Tall Stories

Listen!
we have come from far away
a great journey made in silence

In the early years of the 20th century emigrants flooded to New York from Europe, from China, from the Deep South. They dreamt of a land of opportunity, & for some of them it was; for most of them it was more a matter of substituting one kind of hardship for another. They learnt English by listening to the radio, & by mimicking actors on stage. When the matinee idol Wayne Burnett dropped dead on stage, a Sicilian butcher took over, knowing his lines and his blocking meticulously, and money did not have to be refunded. Many took jobs building skyscrapers & excavating subway tunnels, creating the infra-structure, in fact, of modern New York – dangerous, debilitating work but not without a certain kind of exhilaration.

Suddenly the jib line moves & he is swinging in the air, in nothingness. He adores this feeling. Alone, on steel, above the city. Nothing on his mind but this swing through the air.
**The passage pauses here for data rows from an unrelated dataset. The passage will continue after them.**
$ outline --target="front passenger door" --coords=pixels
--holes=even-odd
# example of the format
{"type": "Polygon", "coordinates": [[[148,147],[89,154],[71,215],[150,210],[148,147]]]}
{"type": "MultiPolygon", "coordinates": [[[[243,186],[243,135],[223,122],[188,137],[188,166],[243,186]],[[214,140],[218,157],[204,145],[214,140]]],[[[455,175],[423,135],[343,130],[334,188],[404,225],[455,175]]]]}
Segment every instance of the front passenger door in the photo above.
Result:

Tall Stories is a series of songs, each of which tells a story of these immigrants. The songs are extremely diverse in mood & texture, some involving the whole choir, some just a few singers, some extremely serious & emotional, some very light & humorous. The centrepiece is the wonderful song Tall Stories by Richard Chew, the first song he ever wrote for the choir. The mysterious Underworld, and the beautiful In The Palm Of His Hand, about Fay Wray in King Kong, are also by him. The show closes with the monolithic lament Silence, followed by a strange coda, He Walks Unseen, a setting of a Taoist poem.